Terry Stieve

No. 68
- Position: Guard

Personal information
- Born: March 10, 1954 (age 72) Baraboo, Wisconsin, U.S.
- Listed height: 6 ft 2 in (1.88 m)
- Listed weight: 256 lb (116 kg)

Career information
- High school: Baraboo
- College: Wisconsin
- NFL draft: 1976: 6th round, 160th overall pick

Career history
- New Orleans Saints (1976–1977); St.

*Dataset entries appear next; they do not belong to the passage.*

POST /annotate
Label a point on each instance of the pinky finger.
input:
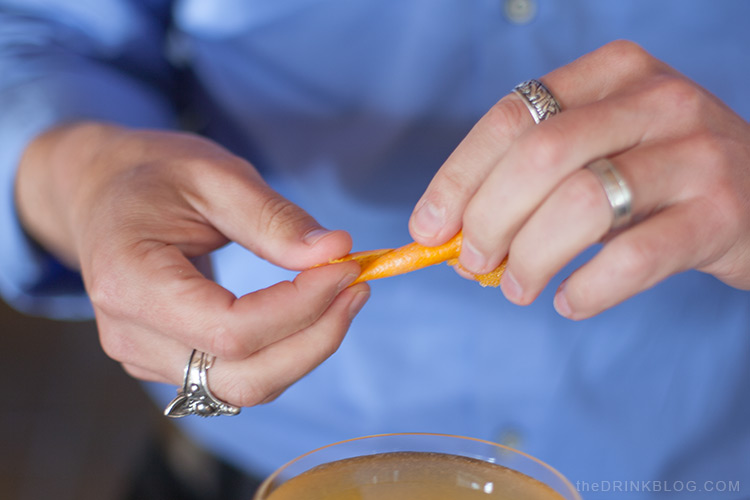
(265, 374)
(669, 242)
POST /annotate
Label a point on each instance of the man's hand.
(134, 209)
(520, 190)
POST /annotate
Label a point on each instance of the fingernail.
(510, 286)
(429, 219)
(346, 281)
(357, 303)
(472, 259)
(561, 303)
(314, 235)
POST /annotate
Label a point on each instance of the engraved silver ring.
(540, 101)
(618, 193)
(195, 398)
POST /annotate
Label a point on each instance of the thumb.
(249, 212)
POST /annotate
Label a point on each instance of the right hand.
(132, 208)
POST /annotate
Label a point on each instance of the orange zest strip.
(376, 264)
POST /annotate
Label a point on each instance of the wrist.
(52, 178)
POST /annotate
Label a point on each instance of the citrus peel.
(383, 263)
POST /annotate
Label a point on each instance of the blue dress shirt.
(348, 108)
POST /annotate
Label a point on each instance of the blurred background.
(73, 425)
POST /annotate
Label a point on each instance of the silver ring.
(195, 398)
(538, 99)
(618, 193)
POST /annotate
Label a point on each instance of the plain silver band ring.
(540, 101)
(618, 193)
(195, 398)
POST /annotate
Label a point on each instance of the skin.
(684, 154)
(135, 211)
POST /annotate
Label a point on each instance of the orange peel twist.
(383, 263)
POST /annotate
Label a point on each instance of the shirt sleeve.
(62, 61)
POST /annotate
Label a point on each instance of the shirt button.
(519, 11)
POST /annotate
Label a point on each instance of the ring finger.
(578, 214)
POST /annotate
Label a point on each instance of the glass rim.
(272, 478)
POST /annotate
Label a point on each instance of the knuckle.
(547, 149)
(243, 392)
(684, 100)
(229, 344)
(630, 55)
(506, 117)
(634, 259)
(453, 180)
(277, 212)
(585, 195)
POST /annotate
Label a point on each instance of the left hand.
(519, 189)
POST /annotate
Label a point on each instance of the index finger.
(438, 214)
(161, 290)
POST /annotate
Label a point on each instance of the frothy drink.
(412, 476)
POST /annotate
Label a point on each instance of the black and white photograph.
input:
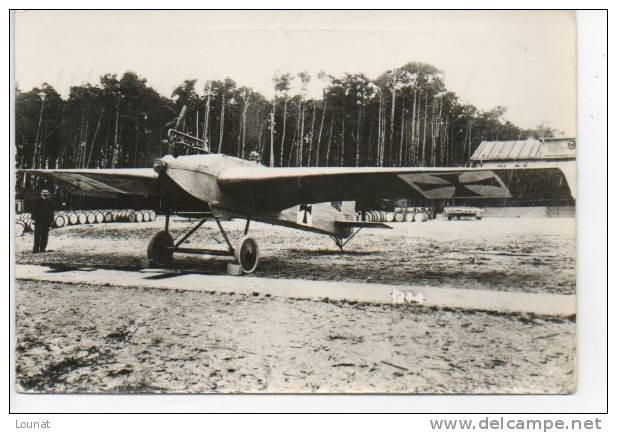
(295, 202)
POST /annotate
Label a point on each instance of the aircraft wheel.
(157, 248)
(247, 254)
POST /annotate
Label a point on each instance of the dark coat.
(43, 211)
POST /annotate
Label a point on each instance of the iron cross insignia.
(458, 185)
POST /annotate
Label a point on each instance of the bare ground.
(531, 255)
(107, 339)
(81, 338)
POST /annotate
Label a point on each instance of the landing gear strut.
(341, 242)
(162, 246)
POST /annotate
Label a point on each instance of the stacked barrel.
(24, 221)
(398, 215)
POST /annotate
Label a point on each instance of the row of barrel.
(399, 215)
(24, 221)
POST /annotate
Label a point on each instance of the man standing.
(43, 216)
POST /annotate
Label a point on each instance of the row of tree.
(404, 117)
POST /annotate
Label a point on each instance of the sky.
(523, 60)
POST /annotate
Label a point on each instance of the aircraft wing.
(285, 187)
(116, 182)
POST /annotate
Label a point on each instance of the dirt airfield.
(84, 338)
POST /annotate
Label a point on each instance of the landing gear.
(162, 246)
(247, 254)
(341, 242)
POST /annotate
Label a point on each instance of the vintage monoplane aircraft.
(317, 199)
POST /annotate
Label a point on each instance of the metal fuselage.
(189, 182)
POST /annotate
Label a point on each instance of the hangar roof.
(516, 150)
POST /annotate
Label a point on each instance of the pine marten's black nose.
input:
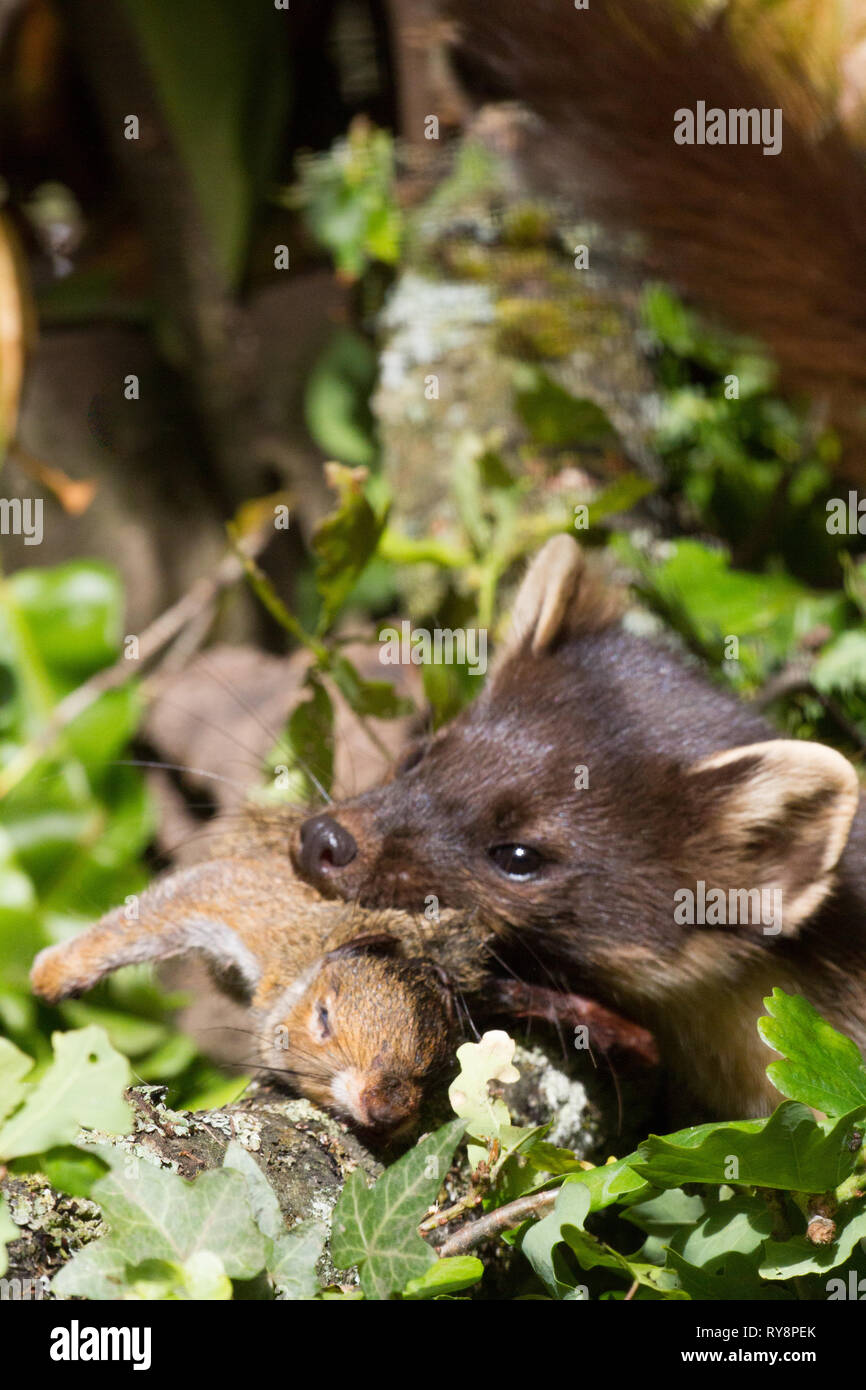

Louis Cardinals (1978–1984);

Awards and highlights
- First-team All-Big Ten (1975); Second-team All-Big Ten (1974);

Career NFL statistics
- Games played: 113
- Games started: 98
- Fumble recoveries: 2
- Stats at Pro Football Reference

= Terry Stieve =

American football player (born 1954)

Terry Allan Stieve (born March 10, 1954) is an American former professional football player who was an offensive lineman in the National Football League (NFL). He played college football for the Wisconsin Badgers and was selected in the 1976 NFL draft by the New Orleans Saints. He played for the Saints from 1976 to 1977 and for the St. Louis Cardinals from 1978 to 1979 and from 1981 to 1984. Stieve missed the entire 1980 season due to a knee injury.